Hamilton: I understand new techniques may appear risky. However, ChatGPT has legitimized an entire set of solutions for manufacturing and distribution that have been used in other industries for decades. Instead of exploring a large number of use cases, I suggest focusing on specific levers, such as pricing initiatives and sales opportunities, which can deliver significant value. Additionally, I recommend providing rules of thumb for expected improvements and a rubric to help leaders prioritize these initiatives, rather than endorsing specific vendors.
Distributors should prioritize areas where AI is already mature and can deliver quick wins. While chatbots sound appealing and the technology certainly exists, sorting through all that data, testing, liability issues and associated hallucinations may make it better suited for later in the roadmap.
Distributors should take a structured, methodological approach to evaluating AI opportunities to avoid focusing on projects with limited impact.

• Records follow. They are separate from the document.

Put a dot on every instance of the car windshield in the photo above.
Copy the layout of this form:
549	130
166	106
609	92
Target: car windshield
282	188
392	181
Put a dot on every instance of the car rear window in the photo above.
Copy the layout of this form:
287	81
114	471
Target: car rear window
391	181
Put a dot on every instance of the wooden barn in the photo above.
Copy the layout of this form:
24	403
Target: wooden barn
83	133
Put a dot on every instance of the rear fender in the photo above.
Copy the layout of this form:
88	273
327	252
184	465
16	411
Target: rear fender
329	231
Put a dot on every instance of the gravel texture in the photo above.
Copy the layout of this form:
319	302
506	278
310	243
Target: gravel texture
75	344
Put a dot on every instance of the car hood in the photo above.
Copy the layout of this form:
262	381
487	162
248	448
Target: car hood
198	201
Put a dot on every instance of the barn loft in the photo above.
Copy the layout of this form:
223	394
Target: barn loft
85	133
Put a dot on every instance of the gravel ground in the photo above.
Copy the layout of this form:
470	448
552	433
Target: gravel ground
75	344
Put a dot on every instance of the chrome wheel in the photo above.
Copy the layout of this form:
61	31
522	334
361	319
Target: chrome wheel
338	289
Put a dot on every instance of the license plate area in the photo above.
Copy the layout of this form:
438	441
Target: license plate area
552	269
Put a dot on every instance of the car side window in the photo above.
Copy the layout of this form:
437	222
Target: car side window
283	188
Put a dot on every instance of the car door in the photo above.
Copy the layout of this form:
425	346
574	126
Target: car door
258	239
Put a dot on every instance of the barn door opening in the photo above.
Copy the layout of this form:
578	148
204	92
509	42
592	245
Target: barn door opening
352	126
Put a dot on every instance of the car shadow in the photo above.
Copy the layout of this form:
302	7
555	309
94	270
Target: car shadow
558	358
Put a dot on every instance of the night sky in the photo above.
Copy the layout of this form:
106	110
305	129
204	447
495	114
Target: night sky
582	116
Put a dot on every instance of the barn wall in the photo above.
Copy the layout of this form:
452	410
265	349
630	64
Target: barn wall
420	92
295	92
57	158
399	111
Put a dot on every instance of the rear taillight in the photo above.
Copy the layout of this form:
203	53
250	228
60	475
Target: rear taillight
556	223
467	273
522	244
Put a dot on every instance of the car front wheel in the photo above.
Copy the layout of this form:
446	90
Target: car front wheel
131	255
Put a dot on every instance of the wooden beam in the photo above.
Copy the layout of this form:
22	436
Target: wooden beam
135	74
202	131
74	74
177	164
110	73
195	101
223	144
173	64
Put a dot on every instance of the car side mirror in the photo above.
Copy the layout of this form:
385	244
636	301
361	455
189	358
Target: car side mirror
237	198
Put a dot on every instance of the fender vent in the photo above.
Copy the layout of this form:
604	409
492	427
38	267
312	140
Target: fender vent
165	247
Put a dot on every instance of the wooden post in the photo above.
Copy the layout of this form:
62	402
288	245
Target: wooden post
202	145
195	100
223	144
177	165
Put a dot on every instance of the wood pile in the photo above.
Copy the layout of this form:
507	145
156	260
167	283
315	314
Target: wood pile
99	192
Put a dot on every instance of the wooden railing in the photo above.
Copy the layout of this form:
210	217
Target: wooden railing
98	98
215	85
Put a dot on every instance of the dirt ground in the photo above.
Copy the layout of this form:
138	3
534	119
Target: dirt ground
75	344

Take chatbots for example. How much revenue can it drive? In my mind, it’s not a revenue builder. Well, let’s consider profitability. How much of my cost basis is going to be reduced by a chatbot?
I may not have to hire as many customer service people as my business grows. Perhaps. But how many of your customers will use the chatbot as their primary or even their secondary method of interaction with you? I’d guess not many among customers of distributors.
Instead, lean on AI tools that give salespeople insights that help them drive revenue right away while better serving the customer.